Inovasi ini diharapkan dapat memperkuat peran siswa menjadi agen pencegah berkembangnya nyamuk Aedes Aegypti penyebab DBD.
Implementasi dari gerakan ini dibahas dalam rapat koordinasi bertajuk Penguatan Gerakan Jumantik Lingkungan dan Implementasi Inovasi Si Batik Maleo tingkat Kabupaten Banggai tahun 2024 pada Senin, 2 September 2024.

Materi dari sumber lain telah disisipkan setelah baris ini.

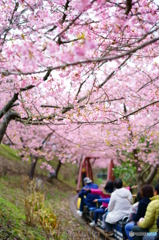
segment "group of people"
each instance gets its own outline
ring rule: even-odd
[[[98,185],[90,178],[84,178],[84,187],[79,193],[81,198],[78,214],[82,216],[83,206],[96,207],[97,202],[102,206],[94,211],[94,220],[90,226],[96,226],[98,215],[103,215],[102,227],[109,234],[113,234],[113,225],[125,216],[129,221],[125,226],[125,232],[129,240],[141,240],[145,232],[157,233],[159,225],[159,184],[155,189],[145,184],[137,194],[138,201],[133,204],[133,196],[130,187],[123,187],[121,179],[114,183],[109,180],[100,190]],[[107,210],[107,211],[106,211]],[[143,234],[142,234],[143,233]],[[155,234],[154,234],[155,235]],[[156,234],[155,240],[159,240]]]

Penjabat Sekda Banggai Ramli Tongko, mengatakan, masalah DBD tak hanya berdampak pada masalah klinis individu, tetapi juga pada kehidupan sosial dan ekonomi masyarakat.
Karena itu, penanganannya pun tidak bisa mengandalkan pada organisasi kesehatan semata, tetapi membutuhkan peran aktif masyarakat lintas sektor.
“Melalui program ini, para siswa diharapkan tidak hanya memperoleh pengetahuan tentang pentingnya kebersihan lingkungan, tetapi juga menjadi pelopor dalam praktik hidup sehat di lingkungan sekitar mereka,” ujar Ramli.